Jeder Wachsmodelleur hatte seine eigene Technik, die sich im Laufe der Zeit immer mehr verfeinerte. Als bestes
Material galt das weiße Wachs wilder ukrainischer Bienen, das besonders kälte-und hitzebeständig war.
Transport nach Wien
Ehre sei Gott in der Höhe. Die Präparat sind glücklich angekommen... (Giovanni Brambilla an Joseph II, 27. August,
1786)
1784 konnte man die ersten Teile der kostbaren Fracht in die kaiserliche Haupt-Residenzstadt schicken. Ein
abenteuerliches Unternehmen. Die Modelle, teilweise in Einzelteile zerlegt und reisesicher verpackt wurden mit
einem Konvoi aus Menschen und Maultieren von Florenz über Bologna und Verona über den Brennerpass bis
nach Linz getragen. Von hier aus ging es mit dem Schiff donauabwärts nach Wien.
Es waren 1.192 Wachsmodelle, darunter 16 Ganzkörpermodelle, die nun in eigenen Kabinetten im Josephinum
platziert wurden. Gefasst wurden diese anatomischen Preziosen in adäquate kostbare Rahmen: Vitrinen aus
mundgeblasenem Glas mit furnierten Rosenholzverblendungen, Auflagebretter aus Palisanderholz und Kissen aus
Atlasseide, mit silber- und golddurchwirkten Fransen.

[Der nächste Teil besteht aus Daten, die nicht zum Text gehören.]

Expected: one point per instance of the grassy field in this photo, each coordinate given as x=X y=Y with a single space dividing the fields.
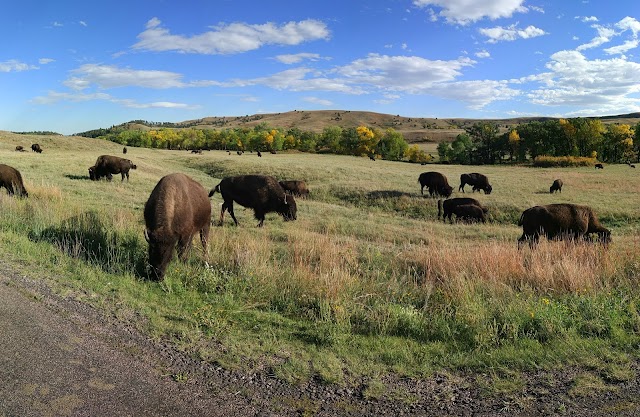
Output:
x=365 y=283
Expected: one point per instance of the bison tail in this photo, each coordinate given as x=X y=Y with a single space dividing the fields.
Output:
x=214 y=190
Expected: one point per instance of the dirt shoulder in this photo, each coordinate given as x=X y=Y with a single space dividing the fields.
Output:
x=61 y=357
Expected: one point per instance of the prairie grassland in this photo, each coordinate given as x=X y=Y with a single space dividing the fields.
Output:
x=367 y=281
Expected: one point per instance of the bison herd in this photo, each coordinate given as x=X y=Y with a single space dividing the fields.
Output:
x=179 y=207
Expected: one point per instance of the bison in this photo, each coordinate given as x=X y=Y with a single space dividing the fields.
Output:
x=478 y=181
x=176 y=210
x=11 y=179
x=560 y=221
x=262 y=193
x=297 y=188
x=107 y=165
x=436 y=183
x=469 y=212
x=556 y=186
x=447 y=207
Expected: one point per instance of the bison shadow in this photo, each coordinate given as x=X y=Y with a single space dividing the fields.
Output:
x=77 y=177
x=88 y=238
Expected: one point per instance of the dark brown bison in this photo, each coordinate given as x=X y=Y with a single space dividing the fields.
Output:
x=469 y=213
x=297 y=188
x=556 y=186
x=436 y=183
x=560 y=221
x=176 y=210
x=11 y=179
x=447 y=207
x=107 y=166
x=262 y=193
x=478 y=181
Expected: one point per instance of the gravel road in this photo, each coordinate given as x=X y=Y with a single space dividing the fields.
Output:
x=62 y=357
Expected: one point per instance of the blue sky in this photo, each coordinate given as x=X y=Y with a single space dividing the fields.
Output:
x=70 y=66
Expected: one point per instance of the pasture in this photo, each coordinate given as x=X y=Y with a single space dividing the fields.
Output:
x=365 y=283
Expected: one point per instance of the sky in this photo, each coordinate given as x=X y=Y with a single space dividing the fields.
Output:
x=69 y=66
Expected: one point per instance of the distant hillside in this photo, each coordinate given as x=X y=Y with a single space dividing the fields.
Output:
x=414 y=129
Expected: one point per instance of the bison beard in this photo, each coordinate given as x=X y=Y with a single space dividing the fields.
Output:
x=560 y=221
x=176 y=210
x=262 y=193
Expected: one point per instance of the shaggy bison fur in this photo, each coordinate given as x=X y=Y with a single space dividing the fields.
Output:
x=556 y=186
x=469 y=213
x=262 y=193
x=297 y=188
x=11 y=179
x=176 y=210
x=107 y=165
x=478 y=181
x=448 y=207
x=560 y=221
x=436 y=183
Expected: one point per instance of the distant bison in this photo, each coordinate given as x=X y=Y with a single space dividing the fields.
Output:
x=560 y=221
x=11 y=179
x=262 y=193
x=478 y=181
x=448 y=207
x=469 y=213
x=436 y=183
x=297 y=188
x=556 y=186
x=176 y=210
x=107 y=166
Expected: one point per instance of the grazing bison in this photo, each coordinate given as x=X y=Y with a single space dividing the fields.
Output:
x=176 y=210
x=556 y=186
x=447 y=207
x=478 y=181
x=11 y=179
x=262 y=193
x=297 y=188
x=436 y=183
x=469 y=212
x=560 y=221
x=107 y=166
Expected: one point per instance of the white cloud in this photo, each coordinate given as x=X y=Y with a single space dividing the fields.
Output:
x=14 y=65
x=297 y=58
x=608 y=85
x=232 y=38
x=319 y=101
x=468 y=11
x=109 y=76
x=604 y=35
x=510 y=33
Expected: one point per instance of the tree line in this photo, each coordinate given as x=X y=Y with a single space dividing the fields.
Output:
x=484 y=143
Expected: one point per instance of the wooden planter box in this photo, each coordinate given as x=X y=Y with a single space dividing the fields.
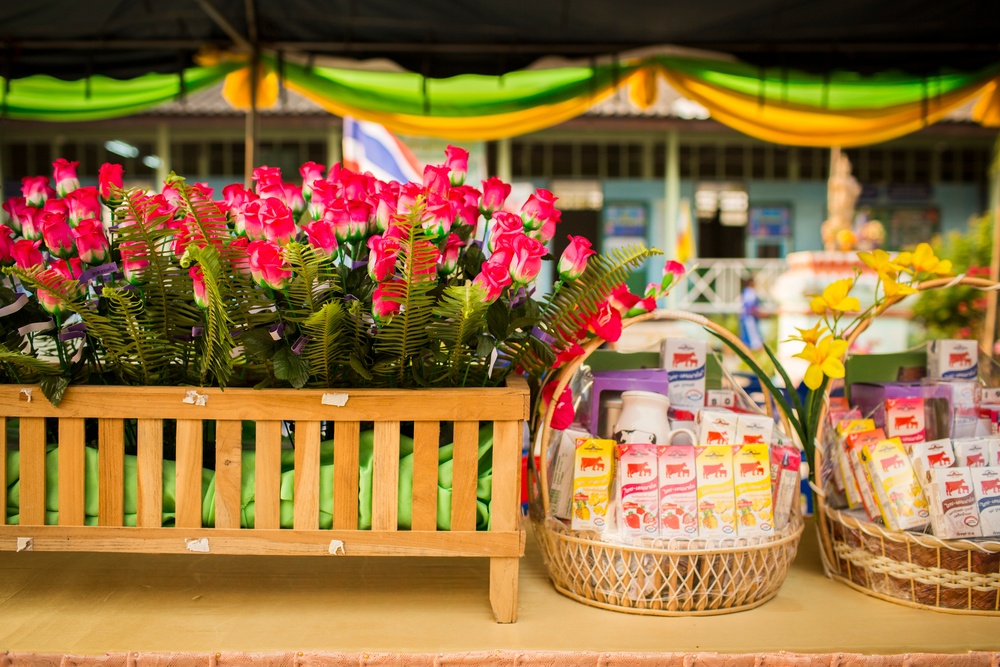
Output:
x=506 y=407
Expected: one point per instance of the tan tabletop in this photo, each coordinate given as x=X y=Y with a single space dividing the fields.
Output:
x=96 y=603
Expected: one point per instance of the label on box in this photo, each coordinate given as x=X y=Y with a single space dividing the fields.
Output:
x=716 y=499
x=639 y=491
x=986 y=488
x=678 y=491
x=904 y=419
x=971 y=452
x=684 y=360
x=592 y=473
x=953 y=360
x=754 y=505
x=901 y=501
x=753 y=429
x=785 y=461
x=716 y=427
x=953 y=505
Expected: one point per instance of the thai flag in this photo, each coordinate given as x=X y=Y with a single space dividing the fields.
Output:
x=371 y=147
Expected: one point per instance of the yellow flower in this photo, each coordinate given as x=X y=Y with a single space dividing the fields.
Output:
x=824 y=359
x=923 y=261
x=810 y=335
x=893 y=288
x=835 y=297
x=880 y=261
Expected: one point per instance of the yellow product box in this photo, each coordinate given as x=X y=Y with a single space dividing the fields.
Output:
x=593 y=470
x=716 y=494
x=752 y=478
x=900 y=499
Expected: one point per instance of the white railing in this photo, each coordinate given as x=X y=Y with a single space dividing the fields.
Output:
x=714 y=286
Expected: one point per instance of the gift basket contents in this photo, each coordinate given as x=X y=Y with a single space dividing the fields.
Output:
x=662 y=488
x=907 y=462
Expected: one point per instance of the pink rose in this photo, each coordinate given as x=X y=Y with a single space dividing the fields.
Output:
x=268 y=265
x=279 y=226
x=64 y=174
x=495 y=193
x=456 y=160
x=26 y=253
x=58 y=234
x=91 y=242
x=492 y=280
x=109 y=176
x=36 y=190
x=573 y=261
x=321 y=237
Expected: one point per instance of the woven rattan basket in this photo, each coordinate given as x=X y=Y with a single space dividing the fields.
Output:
x=677 y=577
x=917 y=570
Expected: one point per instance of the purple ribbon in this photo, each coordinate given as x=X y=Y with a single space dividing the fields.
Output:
x=96 y=271
x=300 y=345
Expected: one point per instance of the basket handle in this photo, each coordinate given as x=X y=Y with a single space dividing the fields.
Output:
x=565 y=373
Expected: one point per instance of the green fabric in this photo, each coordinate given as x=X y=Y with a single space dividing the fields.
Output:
x=247 y=500
x=42 y=97
x=461 y=96
x=837 y=92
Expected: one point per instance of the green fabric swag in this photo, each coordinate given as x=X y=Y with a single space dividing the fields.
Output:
x=247 y=500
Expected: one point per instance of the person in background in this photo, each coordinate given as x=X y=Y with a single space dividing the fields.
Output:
x=749 y=316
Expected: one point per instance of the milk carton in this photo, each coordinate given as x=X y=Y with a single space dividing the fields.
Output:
x=953 y=505
x=716 y=500
x=560 y=472
x=752 y=477
x=986 y=487
x=753 y=429
x=971 y=452
x=785 y=461
x=904 y=419
x=716 y=427
x=953 y=360
x=854 y=444
x=638 y=491
x=684 y=360
x=678 y=491
x=592 y=473
x=925 y=456
x=901 y=501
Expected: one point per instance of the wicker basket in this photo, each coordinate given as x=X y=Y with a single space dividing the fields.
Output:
x=913 y=569
x=675 y=577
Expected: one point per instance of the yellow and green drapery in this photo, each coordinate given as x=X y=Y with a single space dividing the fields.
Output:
x=779 y=106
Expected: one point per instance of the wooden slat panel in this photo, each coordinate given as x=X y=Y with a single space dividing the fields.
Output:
x=3 y=470
x=267 y=500
x=189 y=462
x=506 y=492
x=345 y=475
x=385 y=476
x=464 y=475
x=263 y=542
x=228 y=472
x=241 y=403
x=71 y=472
x=32 y=512
x=110 y=472
x=425 y=469
x=149 y=473
x=307 y=438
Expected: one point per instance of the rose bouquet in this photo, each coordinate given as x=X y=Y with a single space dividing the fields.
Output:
x=344 y=281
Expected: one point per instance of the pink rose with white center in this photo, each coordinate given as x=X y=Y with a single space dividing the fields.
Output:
x=495 y=193
x=573 y=261
x=64 y=174
x=36 y=190
x=91 y=242
x=456 y=160
x=268 y=266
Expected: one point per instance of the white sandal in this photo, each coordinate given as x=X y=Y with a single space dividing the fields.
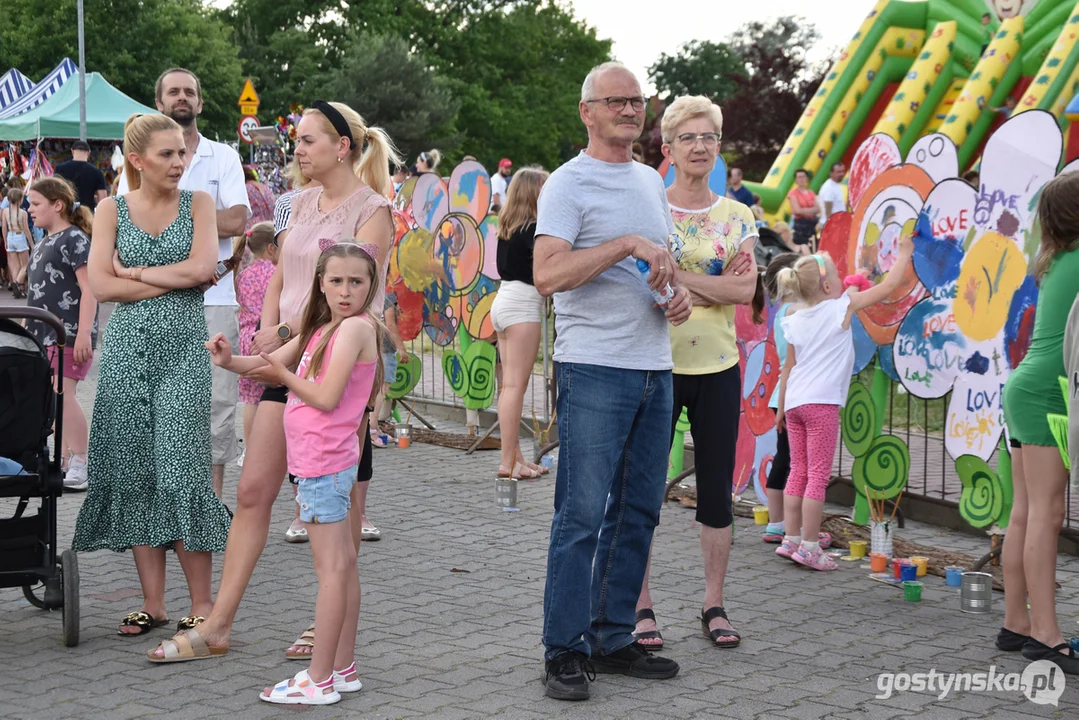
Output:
x=303 y=691
x=297 y=532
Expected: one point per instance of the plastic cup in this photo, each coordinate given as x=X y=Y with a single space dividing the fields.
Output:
x=912 y=589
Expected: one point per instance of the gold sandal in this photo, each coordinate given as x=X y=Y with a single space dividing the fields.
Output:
x=182 y=648
x=144 y=621
x=306 y=639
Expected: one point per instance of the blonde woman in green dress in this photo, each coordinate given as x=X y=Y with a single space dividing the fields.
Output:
x=149 y=461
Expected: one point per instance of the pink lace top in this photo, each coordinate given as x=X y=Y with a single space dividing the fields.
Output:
x=299 y=255
x=321 y=443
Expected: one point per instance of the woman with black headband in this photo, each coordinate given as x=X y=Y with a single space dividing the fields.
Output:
x=427 y=161
x=351 y=164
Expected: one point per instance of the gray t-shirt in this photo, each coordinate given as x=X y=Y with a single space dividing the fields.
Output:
x=52 y=284
x=611 y=321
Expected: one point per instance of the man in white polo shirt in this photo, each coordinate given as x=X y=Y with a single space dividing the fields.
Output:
x=216 y=168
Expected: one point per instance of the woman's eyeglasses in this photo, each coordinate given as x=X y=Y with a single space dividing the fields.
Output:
x=690 y=139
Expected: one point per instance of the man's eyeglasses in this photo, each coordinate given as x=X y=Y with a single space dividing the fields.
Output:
x=690 y=139
x=617 y=104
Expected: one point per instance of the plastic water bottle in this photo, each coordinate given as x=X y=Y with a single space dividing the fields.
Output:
x=663 y=297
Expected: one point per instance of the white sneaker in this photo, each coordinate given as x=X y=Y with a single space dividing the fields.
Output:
x=74 y=478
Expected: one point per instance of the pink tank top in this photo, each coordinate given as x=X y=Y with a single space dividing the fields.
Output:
x=321 y=443
x=308 y=227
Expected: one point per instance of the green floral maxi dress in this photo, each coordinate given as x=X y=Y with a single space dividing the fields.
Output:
x=149 y=464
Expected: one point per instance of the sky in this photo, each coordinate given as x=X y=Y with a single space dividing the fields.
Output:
x=641 y=35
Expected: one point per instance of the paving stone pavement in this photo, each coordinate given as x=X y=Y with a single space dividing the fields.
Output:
x=452 y=614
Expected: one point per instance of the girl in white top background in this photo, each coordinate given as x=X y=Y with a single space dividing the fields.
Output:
x=813 y=386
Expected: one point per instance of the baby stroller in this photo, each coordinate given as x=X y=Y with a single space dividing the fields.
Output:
x=28 y=405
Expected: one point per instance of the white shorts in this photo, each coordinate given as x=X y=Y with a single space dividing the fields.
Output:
x=516 y=302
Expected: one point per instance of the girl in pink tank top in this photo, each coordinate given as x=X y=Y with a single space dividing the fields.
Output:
x=338 y=371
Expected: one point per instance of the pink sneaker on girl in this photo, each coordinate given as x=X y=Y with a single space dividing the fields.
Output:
x=814 y=559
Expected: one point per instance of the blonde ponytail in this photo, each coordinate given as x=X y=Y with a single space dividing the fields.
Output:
x=138 y=134
x=373 y=167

Darüber an der Wand hingen kolorierte Zeichnungen zu den Modellen, in Schubladen unter den Vitrinen lagen
entsprechende Erklärungsblätter in drei Sprachen: Latein mit Ergänzungen in italienisch, wobei letztere in
Deutsch übersetzt wurden.
Ohne Zweifel sind die anatomischen Wachsmodelle aus dem 18. Jahrhundert im Josephinum in dieser Perfektion
und in ihrem kulturhistorischen Wert nur noch in Bologna der Florenz zu sehen.
Die Wiener Sammlung ist die international größte ihrer Art.